India’s partnerships reflect this reality:
- Taiwan’s Powerchip brings fab expertise.
- Japan, through Renesas and Tokyo Electron, supports packaging, design, and equipment collaboration.
- The United States, via Micron and broader strategic alignment, views India as a long-term supply chain partner.
Rather than autarky, India’s approach is integration—embedding itself into trusted global semiconductor networks while gradually building indigenous depth.
Challenges: Execution Will Decide Outcomes
The obstacles remain formidable. Semiconductor fabs demand billions in sustained capital, ultra-clean infrastructure, and years of yield optimization. India’s infrastructure—power, water, logistics—must operate at near-perfect reliability. Workforce development must keep pace with capacity expansion. And access to advanced tools and IP remains constrained by global export regimes.
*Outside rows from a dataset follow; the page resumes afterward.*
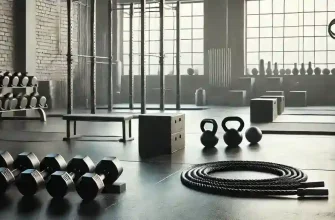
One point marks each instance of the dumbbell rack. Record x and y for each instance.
(40, 110)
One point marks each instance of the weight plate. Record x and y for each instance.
(25, 81)
(15, 81)
(5, 81)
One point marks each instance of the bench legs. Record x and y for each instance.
(126, 131)
(126, 135)
(68, 131)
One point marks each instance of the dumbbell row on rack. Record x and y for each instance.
(53, 176)
(17, 79)
(10, 101)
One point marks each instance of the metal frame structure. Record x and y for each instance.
(112, 7)
(161, 56)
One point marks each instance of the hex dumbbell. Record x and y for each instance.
(6, 159)
(107, 171)
(31, 180)
(61, 182)
(22, 162)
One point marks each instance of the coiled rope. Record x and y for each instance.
(290, 181)
(331, 33)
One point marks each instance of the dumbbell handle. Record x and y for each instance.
(45, 174)
(16, 172)
(102, 176)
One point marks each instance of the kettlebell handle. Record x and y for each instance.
(238, 119)
(209, 121)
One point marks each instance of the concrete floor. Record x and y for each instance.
(154, 190)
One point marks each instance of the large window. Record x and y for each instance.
(192, 49)
(290, 31)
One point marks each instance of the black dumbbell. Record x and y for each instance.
(107, 171)
(32, 80)
(13, 80)
(23, 79)
(8, 101)
(6, 159)
(37, 100)
(4, 80)
(22, 162)
(22, 100)
(61, 182)
(31, 180)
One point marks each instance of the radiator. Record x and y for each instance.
(219, 67)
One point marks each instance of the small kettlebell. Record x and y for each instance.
(208, 138)
(233, 137)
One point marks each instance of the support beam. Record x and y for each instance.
(178, 37)
(161, 54)
(25, 36)
(69, 59)
(93, 58)
(143, 72)
(110, 61)
(131, 42)
(115, 47)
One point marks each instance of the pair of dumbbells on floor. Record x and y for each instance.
(232, 137)
(59, 178)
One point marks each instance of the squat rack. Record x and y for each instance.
(112, 7)
(162, 7)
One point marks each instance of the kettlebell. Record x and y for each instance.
(232, 137)
(208, 138)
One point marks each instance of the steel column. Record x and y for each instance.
(161, 54)
(110, 56)
(93, 58)
(131, 41)
(143, 72)
(178, 42)
(69, 59)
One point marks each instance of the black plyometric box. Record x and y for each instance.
(280, 102)
(263, 110)
(161, 134)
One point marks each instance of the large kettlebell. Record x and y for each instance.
(232, 137)
(208, 138)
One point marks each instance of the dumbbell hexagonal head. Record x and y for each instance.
(108, 171)
(6, 160)
(25, 161)
(6, 179)
(90, 186)
(111, 168)
(61, 182)
(31, 180)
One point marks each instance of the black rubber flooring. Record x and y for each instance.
(154, 190)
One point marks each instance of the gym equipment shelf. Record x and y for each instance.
(40, 111)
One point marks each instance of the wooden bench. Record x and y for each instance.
(124, 119)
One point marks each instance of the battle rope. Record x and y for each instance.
(290, 181)
(331, 33)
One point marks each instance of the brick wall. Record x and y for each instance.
(51, 37)
(6, 35)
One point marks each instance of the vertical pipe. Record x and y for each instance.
(93, 58)
(224, 61)
(161, 54)
(69, 59)
(209, 67)
(131, 41)
(110, 56)
(115, 49)
(178, 44)
(222, 75)
(143, 73)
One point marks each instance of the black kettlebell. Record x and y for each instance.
(233, 137)
(208, 138)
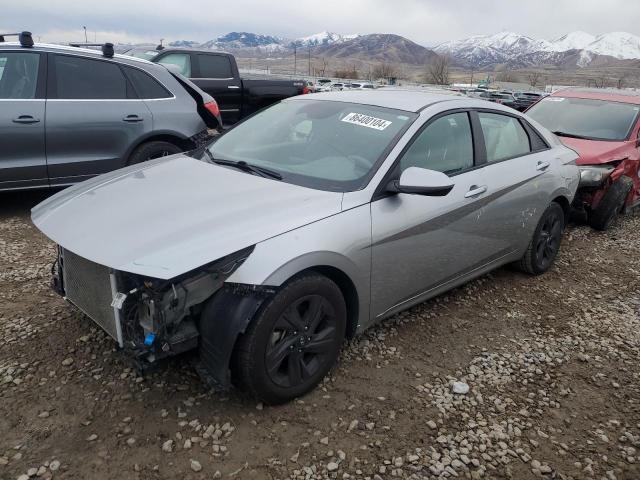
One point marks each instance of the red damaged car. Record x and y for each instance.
(603, 127)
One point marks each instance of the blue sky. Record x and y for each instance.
(427, 22)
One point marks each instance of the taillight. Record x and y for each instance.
(213, 108)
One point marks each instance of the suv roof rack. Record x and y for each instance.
(25, 38)
(107, 48)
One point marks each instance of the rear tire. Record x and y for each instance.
(545, 243)
(611, 204)
(293, 342)
(152, 150)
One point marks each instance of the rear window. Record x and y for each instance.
(585, 118)
(84, 78)
(214, 66)
(145, 85)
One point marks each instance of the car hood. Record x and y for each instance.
(168, 216)
(593, 152)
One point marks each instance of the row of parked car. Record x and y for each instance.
(267, 246)
(327, 85)
(70, 113)
(520, 101)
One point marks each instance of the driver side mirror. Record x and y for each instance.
(420, 181)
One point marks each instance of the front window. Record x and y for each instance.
(18, 75)
(446, 145)
(335, 146)
(143, 53)
(504, 137)
(585, 118)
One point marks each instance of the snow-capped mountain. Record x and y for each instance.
(481, 50)
(519, 50)
(245, 40)
(322, 38)
(184, 43)
(616, 44)
(571, 41)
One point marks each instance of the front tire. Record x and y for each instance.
(293, 342)
(545, 243)
(611, 204)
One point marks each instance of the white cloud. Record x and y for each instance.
(424, 21)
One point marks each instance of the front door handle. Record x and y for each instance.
(133, 119)
(542, 166)
(475, 190)
(26, 119)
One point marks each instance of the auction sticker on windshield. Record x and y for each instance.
(367, 121)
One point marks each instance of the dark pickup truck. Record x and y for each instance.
(217, 74)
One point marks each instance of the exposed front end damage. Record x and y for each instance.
(149, 318)
(595, 181)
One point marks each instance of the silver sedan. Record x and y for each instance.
(305, 225)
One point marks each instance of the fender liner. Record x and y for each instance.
(225, 316)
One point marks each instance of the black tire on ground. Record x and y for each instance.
(151, 150)
(545, 243)
(293, 341)
(611, 204)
Perhaps most critically, India must convert pilot success into high-yield, cost-competitive manufacturing—a transition where many late entrants have faltered.
Outlook: A Measured, Credible Trajectory
Between 2025 and 2030, India is unlikely to challenge the world’s leading semiconductor powers. But it does not need to. By establishing itself as a reliable secondary hub—strong in OSAT, power semiconductors, automotive chips, and specialized packaging—India can secure strategic relevance in a USD 1 trillion global industry.
The semiconductor journey is a marathon, not a sprint. India has cleared the most difficult hurdle: moving from ambition to execution. What follows will be determined by discipline, patience, and the ability to learn at industrial scale.
For global investors, technology firms, and policymakers, India’s semiconductor sector in 2025 is no longer a question mark. It is a long-term experiment in industrial transformation—one whose outcome will shape global technology supply chains for decades to come.